Carl demonstrates quiet confidence and engages the team at System76 in a way that empowers their creative synergy. During a recent visit to System76’s Denver factory, I could immediately tell that the employees love what they do, what they produce, and their interaction with each other and their customers, and Carl sets that example. They are as they describe themselves: a diverse team of creators, makers, and builders; a small company innovating the next big things; and a group of extremely hard-core nerds.
A revolutionary approach
In 2005, Carl had a vision, which began as talk over some beers, to produce desktop and laptop computers that come installed with Linux. He’s transformed that idea into a highly successful company founded on the belief that “the computer and operating system are the most powerful and versatile tools ever created.” And by producing the best tools, System76 can inspire the curious to make their greatest discovery or complete their greatest project.

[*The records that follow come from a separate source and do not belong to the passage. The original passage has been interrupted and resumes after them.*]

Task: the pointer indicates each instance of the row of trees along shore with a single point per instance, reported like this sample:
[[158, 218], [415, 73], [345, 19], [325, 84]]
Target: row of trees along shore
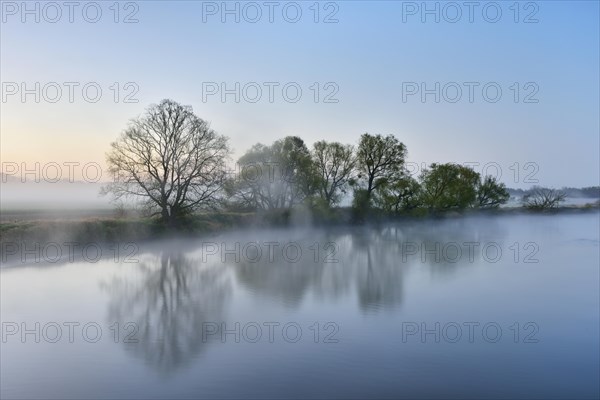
[[174, 164]]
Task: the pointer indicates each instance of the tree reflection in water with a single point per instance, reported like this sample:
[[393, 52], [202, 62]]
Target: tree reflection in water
[[169, 299]]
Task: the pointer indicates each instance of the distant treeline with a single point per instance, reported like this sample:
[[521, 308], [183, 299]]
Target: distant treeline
[[176, 164], [592, 192]]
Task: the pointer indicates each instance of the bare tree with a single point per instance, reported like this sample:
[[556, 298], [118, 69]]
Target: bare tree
[[543, 198], [170, 159], [334, 163], [380, 160]]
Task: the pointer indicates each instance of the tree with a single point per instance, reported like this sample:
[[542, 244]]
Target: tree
[[278, 176], [491, 193], [334, 165], [446, 186], [540, 198], [170, 159], [380, 160], [402, 194]]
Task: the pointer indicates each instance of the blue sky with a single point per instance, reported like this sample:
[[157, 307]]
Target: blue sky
[[374, 51]]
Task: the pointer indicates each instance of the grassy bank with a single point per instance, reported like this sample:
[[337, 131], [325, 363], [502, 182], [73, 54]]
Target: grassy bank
[[112, 229]]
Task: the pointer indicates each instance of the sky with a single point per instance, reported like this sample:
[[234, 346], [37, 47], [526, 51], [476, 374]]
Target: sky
[[512, 88]]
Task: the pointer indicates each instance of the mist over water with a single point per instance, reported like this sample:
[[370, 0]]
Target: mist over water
[[475, 307]]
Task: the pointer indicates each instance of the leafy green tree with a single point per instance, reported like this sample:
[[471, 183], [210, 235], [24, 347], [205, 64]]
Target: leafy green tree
[[380, 161], [402, 194], [272, 177], [491, 193], [334, 165], [448, 186]]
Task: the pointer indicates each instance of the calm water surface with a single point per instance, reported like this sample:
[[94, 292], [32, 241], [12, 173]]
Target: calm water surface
[[473, 307]]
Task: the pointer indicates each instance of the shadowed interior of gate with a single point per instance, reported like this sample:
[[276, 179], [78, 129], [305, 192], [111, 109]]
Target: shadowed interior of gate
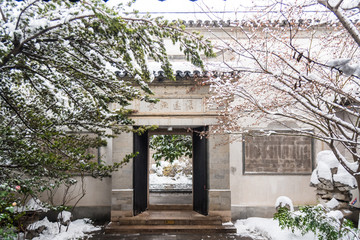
[[170, 170]]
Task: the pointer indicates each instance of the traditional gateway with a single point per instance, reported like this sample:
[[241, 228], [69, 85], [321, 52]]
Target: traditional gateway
[[234, 176]]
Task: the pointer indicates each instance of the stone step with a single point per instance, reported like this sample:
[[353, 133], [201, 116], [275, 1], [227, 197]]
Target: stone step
[[170, 221], [114, 228], [170, 217], [181, 207]]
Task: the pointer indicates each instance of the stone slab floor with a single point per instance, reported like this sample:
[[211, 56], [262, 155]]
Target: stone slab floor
[[168, 237]]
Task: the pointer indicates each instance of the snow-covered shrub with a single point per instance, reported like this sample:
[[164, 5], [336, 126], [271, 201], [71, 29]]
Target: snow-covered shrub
[[325, 223], [8, 215]]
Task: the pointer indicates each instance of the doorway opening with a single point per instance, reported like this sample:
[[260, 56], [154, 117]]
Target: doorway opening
[[141, 169], [170, 169]]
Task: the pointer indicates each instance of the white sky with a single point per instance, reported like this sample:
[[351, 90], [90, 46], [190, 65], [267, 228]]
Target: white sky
[[188, 10]]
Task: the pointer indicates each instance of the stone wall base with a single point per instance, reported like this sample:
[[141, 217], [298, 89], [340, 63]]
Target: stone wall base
[[242, 212], [225, 215]]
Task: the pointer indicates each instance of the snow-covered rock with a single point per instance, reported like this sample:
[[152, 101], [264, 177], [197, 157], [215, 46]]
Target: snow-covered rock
[[332, 181], [284, 201]]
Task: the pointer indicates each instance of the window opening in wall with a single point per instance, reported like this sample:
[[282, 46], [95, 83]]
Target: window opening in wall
[[170, 173]]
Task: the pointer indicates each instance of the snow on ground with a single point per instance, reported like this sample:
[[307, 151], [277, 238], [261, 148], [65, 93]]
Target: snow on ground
[[77, 229], [267, 228], [179, 181]]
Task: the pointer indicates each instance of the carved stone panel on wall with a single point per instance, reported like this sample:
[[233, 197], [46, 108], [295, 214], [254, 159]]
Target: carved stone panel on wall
[[277, 154], [173, 105]]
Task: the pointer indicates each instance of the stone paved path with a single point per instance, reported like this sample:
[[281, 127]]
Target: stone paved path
[[169, 236]]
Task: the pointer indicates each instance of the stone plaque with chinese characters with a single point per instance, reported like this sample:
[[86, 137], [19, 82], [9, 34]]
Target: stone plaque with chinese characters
[[173, 105], [277, 154]]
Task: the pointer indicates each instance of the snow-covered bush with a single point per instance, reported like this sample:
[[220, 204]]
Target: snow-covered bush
[[325, 223], [8, 215]]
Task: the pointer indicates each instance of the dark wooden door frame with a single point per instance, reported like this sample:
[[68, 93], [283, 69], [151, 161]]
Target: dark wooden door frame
[[200, 171], [140, 173]]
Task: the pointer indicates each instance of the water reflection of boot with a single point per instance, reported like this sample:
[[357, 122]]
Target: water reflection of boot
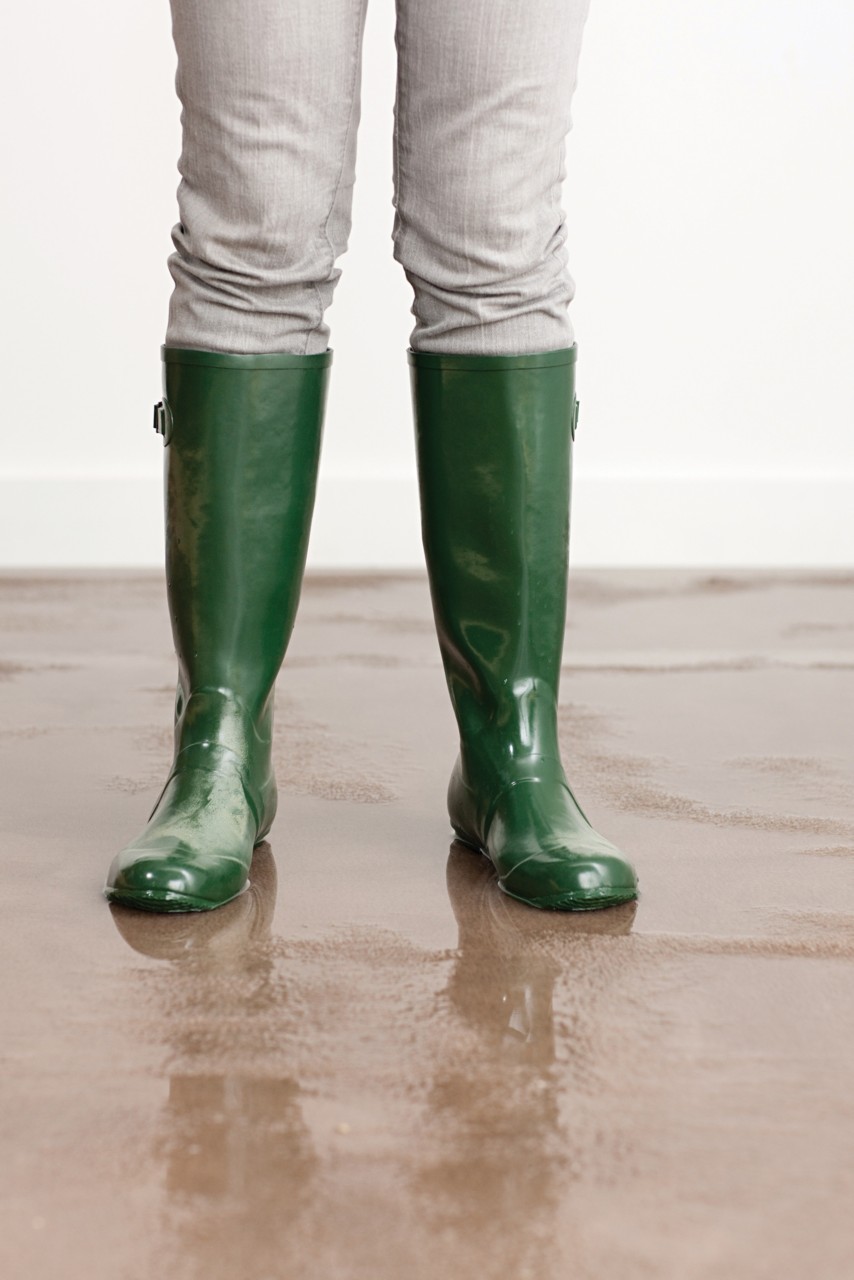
[[498, 1119], [236, 1153]]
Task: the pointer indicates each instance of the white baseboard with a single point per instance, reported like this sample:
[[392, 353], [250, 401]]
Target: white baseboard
[[373, 521]]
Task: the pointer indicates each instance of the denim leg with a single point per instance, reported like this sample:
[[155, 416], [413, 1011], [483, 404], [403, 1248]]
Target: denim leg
[[482, 114], [270, 108]]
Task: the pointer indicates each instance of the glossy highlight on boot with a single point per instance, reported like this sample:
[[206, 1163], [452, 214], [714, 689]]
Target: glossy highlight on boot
[[494, 451], [242, 442]]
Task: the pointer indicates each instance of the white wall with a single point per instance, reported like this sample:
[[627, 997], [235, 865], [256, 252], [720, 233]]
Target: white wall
[[711, 208]]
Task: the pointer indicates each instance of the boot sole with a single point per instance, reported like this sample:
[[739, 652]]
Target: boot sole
[[163, 900], [593, 901]]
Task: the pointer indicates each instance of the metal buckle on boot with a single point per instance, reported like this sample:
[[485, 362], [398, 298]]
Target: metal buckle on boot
[[163, 421]]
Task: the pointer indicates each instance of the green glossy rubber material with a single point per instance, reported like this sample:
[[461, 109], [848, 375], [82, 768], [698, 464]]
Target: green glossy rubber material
[[494, 456], [241, 469]]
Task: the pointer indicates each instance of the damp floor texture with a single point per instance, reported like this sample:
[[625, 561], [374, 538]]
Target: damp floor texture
[[375, 1065]]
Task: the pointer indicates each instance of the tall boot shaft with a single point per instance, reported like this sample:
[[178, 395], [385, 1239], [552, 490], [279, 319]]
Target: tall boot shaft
[[494, 448], [243, 438]]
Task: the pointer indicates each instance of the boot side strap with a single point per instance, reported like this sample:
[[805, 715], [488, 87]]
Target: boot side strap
[[163, 420]]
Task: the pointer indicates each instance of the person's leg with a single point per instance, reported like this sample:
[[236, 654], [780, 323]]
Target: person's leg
[[480, 123], [270, 106], [482, 113]]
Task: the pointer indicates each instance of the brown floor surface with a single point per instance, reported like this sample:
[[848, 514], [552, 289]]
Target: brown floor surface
[[374, 1064]]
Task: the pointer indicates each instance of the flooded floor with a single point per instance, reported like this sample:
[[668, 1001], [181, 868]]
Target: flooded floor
[[374, 1065]]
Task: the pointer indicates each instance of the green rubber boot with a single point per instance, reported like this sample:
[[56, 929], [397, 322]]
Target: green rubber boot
[[494, 451], [242, 437]]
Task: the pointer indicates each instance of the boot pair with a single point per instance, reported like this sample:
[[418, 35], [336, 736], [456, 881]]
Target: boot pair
[[494, 452]]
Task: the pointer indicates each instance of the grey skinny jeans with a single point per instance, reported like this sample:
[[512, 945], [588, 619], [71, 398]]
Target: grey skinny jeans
[[270, 104]]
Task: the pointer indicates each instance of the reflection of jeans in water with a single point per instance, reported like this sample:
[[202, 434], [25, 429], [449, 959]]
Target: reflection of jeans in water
[[270, 94]]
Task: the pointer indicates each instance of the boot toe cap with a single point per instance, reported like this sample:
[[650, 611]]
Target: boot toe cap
[[159, 882], [572, 882]]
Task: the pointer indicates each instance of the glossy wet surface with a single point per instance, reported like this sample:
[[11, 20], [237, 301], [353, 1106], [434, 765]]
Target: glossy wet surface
[[375, 1065]]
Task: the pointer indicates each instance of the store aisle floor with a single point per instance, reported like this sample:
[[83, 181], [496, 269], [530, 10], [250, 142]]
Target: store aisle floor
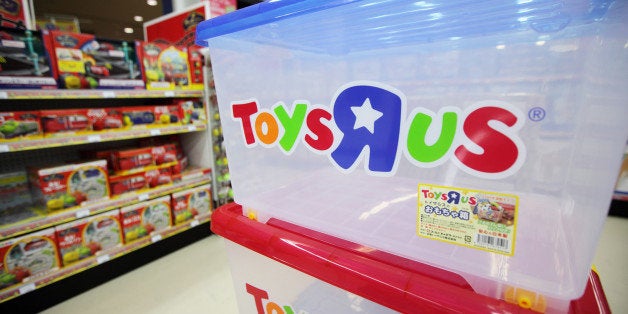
[[197, 279]]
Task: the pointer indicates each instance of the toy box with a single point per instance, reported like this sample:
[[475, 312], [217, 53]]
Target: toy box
[[85, 237], [165, 66], [14, 191], [142, 219], [27, 256], [65, 122], [193, 112], [389, 132], [191, 203], [69, 185], [105, 119], [24, 62], [121, 184], [84, 61], [20, 125], [132, 158], [152, 115]]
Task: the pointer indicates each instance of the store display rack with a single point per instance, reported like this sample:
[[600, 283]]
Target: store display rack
[[65, 272]]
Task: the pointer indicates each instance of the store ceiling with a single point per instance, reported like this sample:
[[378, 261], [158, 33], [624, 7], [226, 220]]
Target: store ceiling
[[107, 18]]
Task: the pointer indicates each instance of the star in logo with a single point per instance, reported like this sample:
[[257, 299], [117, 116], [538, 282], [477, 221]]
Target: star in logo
[[365, 116]]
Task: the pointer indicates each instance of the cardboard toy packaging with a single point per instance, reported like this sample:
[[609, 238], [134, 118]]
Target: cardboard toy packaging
[[19, 125], [27, 256], [85, 237], [140, 220], [69, 185], [24, 63], [195, 202], [85, 61], [165, 67]]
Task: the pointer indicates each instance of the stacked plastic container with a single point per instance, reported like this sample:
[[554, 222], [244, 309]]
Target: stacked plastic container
[[480, 138]]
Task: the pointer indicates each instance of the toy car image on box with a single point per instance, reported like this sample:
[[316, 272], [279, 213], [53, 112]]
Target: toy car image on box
[[19, 125], [84, 61], [24, 62], [85, 237], [65, 122], [30, 255], [69, 185], [191, 203], [152, 115], [142, 219], [165, 66]]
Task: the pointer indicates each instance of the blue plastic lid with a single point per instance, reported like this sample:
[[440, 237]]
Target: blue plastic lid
[[396, 21]]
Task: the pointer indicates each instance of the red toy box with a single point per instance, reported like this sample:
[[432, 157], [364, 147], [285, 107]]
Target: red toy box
[[132, 159], [65, 122], [121, 184], [191, 203], [85, 237], [84, 61], [165, 66], [142, 219], [69, 185], [27, 256], [19, 125]]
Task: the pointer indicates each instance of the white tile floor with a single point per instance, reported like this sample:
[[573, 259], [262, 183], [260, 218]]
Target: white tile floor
[[196, 279]]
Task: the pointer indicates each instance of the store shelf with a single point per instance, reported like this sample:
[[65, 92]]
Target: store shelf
[[97, 137], [190, 178], [62, 273], [96, 93]]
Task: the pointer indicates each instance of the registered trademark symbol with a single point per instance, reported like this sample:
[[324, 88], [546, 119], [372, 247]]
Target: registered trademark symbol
[[536, 114]]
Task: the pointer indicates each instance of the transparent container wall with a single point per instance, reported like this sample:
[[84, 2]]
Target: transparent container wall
[[562, 69]]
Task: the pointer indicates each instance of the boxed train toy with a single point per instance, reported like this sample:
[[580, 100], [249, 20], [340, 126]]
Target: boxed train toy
[[69, 185], [85, 237], [24, 62], [18, 125], [165, 66], [191, 203], [85, 61], [142, 219], [27, 256]]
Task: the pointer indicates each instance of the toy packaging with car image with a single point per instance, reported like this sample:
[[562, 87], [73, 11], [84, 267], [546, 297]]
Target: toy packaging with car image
[[85, 237], [18, 125], [31, 255], [24, 62], [165, 67], [69, 185], [83, 61], [140, 220]]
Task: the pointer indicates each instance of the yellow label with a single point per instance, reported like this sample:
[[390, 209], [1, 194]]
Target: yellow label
[[70, 60], [477, 219]]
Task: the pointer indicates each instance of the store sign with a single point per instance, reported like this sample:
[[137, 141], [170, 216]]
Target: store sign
[[367, 121]]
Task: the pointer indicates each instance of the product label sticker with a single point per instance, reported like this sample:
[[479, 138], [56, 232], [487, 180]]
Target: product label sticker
[[477, 219]]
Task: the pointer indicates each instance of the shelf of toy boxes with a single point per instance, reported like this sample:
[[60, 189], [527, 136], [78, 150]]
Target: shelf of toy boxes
[[37, 282]]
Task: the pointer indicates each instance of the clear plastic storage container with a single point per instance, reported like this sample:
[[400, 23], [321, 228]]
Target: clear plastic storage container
[[479, 137]]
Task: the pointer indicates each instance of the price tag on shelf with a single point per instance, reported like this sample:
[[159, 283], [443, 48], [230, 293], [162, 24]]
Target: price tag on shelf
[[103, 258], [109, 94], [156, 238], [82, 213], [27, 288], [94, 138]]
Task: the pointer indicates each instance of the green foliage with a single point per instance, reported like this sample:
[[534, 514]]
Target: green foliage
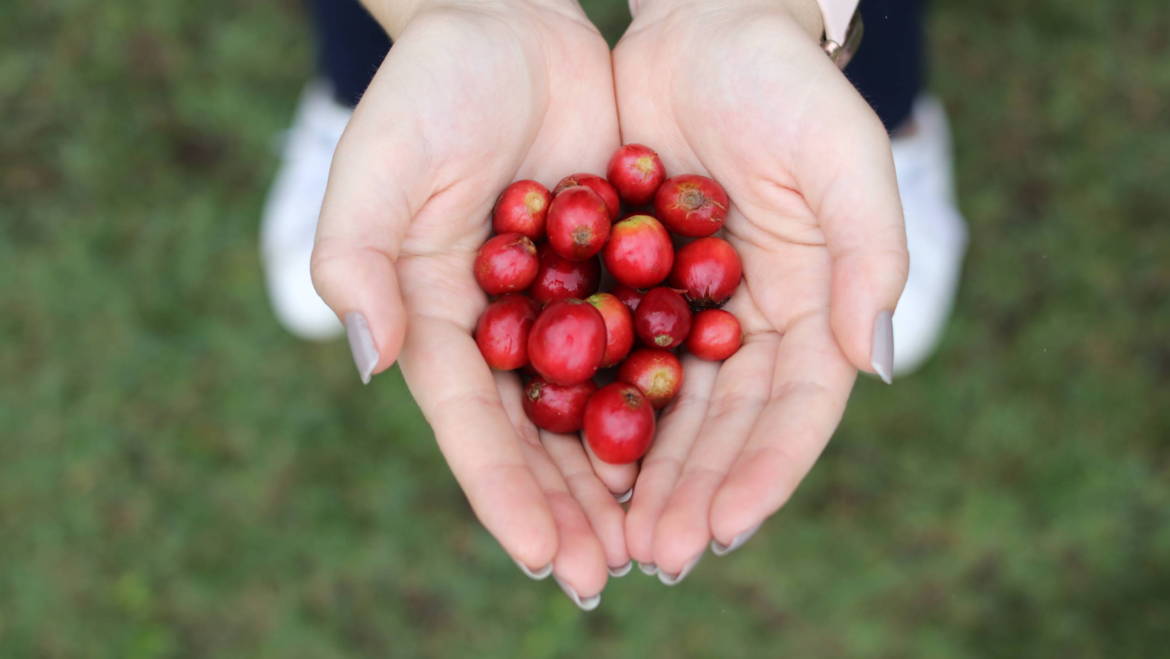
[[179, 478]]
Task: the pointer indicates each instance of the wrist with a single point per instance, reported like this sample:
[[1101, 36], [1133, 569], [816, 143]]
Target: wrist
[[805, 13], [393, 15]]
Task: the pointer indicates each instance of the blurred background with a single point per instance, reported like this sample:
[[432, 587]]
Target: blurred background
[[180, 478]]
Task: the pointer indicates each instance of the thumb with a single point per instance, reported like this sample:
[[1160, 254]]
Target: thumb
[[376, 185], [853, 191]]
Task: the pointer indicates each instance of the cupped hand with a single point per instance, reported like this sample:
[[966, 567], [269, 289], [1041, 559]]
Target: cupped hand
[[473, 96], [742, 91]]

System76 lives up to its name, which was inspired by the American Revolution of 1776. The company views itself as a leader in the open source revolution, granting people freedom and independence from proprietary hardware and software.
But the revolution does not end there; it continues with the company’s business practices and diverse environment that aims to close the gender gap in technology leadership. Eight of the company’s 28 employees are women, including vice president of marketing Louisa Bisio, creative manager Kate Hazen, purchasing manager May Liu, head of technical support Emma Marshall, and manufacturing control and logistics manager Sarah Zinger.
The staff members’ passion and ingenuity for making the Linux experience enjoyable for customers creates an outstanding culture. Because the company believes the Linux desktop deserves a dedicated PC manufacturer, in 2018, it brought manufacturing in-house. This allows System76’s engineers to make design changes more quickly, based on their frequent interactions with Linux users to learn about their needs and wants. It also opens up its parts and process to the public, including publishing design files under GPL on GitHub, consistent with its commitment to openness and open source.
For example, when System76 decided to create its own version of Linux, Pop!_OS, it hosted online meetings to discuss and learn what features and software its customers wanted. This decision to work closely with the community has been instrumental in making Pop!_OS successful.
System76 again turned to the community when it began developing Thelio, its new line of desktop computers. Marketing VP Louisa Bisio says, “Taking a similar approach to open hardware has been great. We started in-house design in 2016, prototyping different desktop designs. Then we moved from prototyping acrylic to sheet metal. Then the first few prototypes of Thelio were presented to our Superfan attendees in 2017, and their feedback was really important in adjusting the desktop designs and progressing Thelio iterations forward.”
Thelio is the product of research and development focusing on high-quality components and design. It features a unique cabling layout, innovative airflow within the computer case, and the Thelio Io open hardware SATA controller. Many of System76’s customers use platforms like CUDA to do their work; to support them, System76 works backward and pulls out proprietary functionality, piece by piece, until everything is open.
Open roads ahead
Manufacturing open laptops are on the long-range roadmap, but the company is actively working on an open motherboard and maintaining Pop!_OS and System76 drivers, which are open. This commitment to openness, customer-driven design, and culture give System 76 a unique place in computer manufacturing. All of this stems from founder Carl Richell and his philosophy “that technology should be open and accessible to everyone.” As Carl says, “open hardware benefits all of us. It’s how we further advance technology and make it more available to everyone.”